Smarty-arrays. The second feature, which has Smarty - the specification of associative arrays. That is why the resulting document represents the contents of confluence of two or more associative arrays, JSON data. In this case, defined data is extracted, filtered in according to the terms specified in the model. Using JSON-arrays and objects is provided by linguistic means (Mironov & Gusarenko, 2013a) and are justified,
as there are realized by means of encoding / decoding of JSON-objects and arrays.

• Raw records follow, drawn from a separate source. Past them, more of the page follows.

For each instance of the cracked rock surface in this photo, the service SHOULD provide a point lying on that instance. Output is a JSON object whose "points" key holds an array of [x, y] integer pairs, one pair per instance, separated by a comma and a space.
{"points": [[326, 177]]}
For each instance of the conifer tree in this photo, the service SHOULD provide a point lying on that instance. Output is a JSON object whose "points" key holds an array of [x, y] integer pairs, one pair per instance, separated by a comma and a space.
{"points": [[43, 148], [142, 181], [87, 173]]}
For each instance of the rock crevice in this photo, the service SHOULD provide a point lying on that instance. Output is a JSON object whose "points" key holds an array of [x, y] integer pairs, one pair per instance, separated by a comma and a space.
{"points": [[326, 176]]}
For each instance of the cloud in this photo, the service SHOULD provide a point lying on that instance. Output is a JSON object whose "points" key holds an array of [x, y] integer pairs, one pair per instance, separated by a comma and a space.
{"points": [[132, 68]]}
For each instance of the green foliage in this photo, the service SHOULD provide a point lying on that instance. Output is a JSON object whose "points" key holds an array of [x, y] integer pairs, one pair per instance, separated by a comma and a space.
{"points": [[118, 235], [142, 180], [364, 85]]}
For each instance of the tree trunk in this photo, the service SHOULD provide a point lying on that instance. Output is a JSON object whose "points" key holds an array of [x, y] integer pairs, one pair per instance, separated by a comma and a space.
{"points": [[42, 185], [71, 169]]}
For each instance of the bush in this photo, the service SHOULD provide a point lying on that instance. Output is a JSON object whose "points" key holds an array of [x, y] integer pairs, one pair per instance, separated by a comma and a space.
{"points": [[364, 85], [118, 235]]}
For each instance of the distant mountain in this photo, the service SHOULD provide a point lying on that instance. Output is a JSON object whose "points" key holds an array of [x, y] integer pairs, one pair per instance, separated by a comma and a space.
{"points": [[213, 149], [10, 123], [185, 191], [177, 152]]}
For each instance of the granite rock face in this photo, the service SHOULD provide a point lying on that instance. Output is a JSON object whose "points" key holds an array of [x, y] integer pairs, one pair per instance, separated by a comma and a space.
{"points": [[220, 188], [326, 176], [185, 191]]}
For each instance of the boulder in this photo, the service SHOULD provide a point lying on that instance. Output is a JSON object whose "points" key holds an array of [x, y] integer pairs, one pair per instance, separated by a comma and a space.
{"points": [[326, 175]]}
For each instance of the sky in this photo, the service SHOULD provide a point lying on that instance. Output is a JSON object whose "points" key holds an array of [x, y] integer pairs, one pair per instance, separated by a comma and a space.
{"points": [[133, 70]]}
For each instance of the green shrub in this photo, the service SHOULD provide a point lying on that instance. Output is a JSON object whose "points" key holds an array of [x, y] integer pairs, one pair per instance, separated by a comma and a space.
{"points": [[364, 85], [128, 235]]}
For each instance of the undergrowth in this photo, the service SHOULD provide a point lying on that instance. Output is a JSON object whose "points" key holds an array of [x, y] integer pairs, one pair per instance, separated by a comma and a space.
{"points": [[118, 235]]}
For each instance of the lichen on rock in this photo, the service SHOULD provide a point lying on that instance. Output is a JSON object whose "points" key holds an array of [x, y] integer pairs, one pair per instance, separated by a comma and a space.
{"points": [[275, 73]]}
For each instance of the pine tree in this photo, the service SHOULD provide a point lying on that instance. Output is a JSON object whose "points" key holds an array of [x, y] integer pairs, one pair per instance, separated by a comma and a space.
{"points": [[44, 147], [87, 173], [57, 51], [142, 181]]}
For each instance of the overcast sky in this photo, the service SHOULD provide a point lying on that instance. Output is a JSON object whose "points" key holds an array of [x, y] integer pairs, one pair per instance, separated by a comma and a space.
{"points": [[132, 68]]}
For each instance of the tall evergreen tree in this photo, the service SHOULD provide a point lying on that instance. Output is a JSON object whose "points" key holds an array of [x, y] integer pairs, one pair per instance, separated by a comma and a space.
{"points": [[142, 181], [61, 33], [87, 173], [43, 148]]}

Model diagram in Fig. 3 provides for the use of a state with dynamic DOMobjects (He & Zhai, 2013; Han, et al., 2014; Pokorný, 2013; Kaur & Rani, 2013) and
Smarty-objects. Dynamic DOM-objects provide for automatic data loading XMLorigin, and facilitate the task specifications for processing such data, but don’t solve the
problem of using JSON-content sources in situations of application. Therefore, a tool
built into interpreter of the dynamic model (Mironov & Gusarenko, 2012b) implements
the functionality of automatic loading and handling in the states of the dynamic model
JSON-content along with the approach implemented in (Mironov & Gusarenko, 2013a)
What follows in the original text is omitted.